春休みになった。翔は卒業式を終え、来月から中学校だ。中学校は勉強量が多くなるうえに、高校受験も控えている。そして、部活もある。より一層頑張らないといけない。
「翔くん」
「奈那ちゃん」
春休み、奈那子と翔と歩いていた。奈那子はこれからもこの小学校に残る。だけど、翔はこの学校には来ない。だけど、これからもいい関係を築いていけたらな。
「今日、家で遊ぼうか?」
「うん」
翔は奈那子の家に行く事にした。何度か行っているが、とても長い距離だ。だが、奈那子が好きだから何度も行っている。

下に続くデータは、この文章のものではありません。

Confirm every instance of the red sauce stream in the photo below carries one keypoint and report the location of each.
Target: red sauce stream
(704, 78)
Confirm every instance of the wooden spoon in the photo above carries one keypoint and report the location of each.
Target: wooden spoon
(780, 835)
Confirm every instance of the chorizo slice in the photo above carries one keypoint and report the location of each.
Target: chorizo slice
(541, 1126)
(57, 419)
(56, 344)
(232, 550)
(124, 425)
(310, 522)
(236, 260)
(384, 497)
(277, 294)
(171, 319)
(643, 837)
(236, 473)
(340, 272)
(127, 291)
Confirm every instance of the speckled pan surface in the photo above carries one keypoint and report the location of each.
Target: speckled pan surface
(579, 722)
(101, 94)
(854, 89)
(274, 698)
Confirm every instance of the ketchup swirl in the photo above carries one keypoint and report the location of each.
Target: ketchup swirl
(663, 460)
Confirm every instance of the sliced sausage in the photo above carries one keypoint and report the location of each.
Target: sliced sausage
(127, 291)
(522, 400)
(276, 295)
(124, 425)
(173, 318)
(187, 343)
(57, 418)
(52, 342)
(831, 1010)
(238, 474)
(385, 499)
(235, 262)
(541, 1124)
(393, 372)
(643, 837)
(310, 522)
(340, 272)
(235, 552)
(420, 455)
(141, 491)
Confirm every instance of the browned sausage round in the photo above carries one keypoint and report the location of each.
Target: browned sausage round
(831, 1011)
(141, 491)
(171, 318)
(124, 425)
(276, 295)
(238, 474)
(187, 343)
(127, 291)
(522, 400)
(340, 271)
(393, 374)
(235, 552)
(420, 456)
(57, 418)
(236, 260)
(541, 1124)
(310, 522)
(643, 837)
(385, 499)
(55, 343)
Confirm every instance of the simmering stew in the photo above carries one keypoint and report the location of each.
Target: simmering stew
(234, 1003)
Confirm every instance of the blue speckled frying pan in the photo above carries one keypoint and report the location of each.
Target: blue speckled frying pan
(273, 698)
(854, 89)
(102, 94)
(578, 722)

2人は奈那子の家にやって来た。春休みが終わるまでは自由に遊べる。2人は嬉しそうな表情だ。
「お邪魔しまーす」
「あら、翔くん」
玲奈は笑顔で迎えた。玲奈も翔の事は知っている。小学校で知り合った彼氏だ。
「どうしたの?」
「家でゲームをしようかなと思って」
翔はテレビゲームのソフトをいくつか持っている。奈那子が持っていないのばかりだ。
「ふーん。たのしんでらっしゃい」
「はい!」
2人は2階の部屋に向かった。2人とも嬉しそうだ。
「いい関係だね」
玲奈は振り向いた。そこにはトクがいる。2人の姿を見て、トクも嬉しそうだ。
「まさか、初恋では?」
「いや、どうだろう」
初恋かどうかはわからない。だけど温かく見守ろう。
「温かく見守ってやろうよ」
「そうね」
奈那子はいつの間にか、東京に戻りたいと思わなくなっていた。だってここが、翔が好きだから。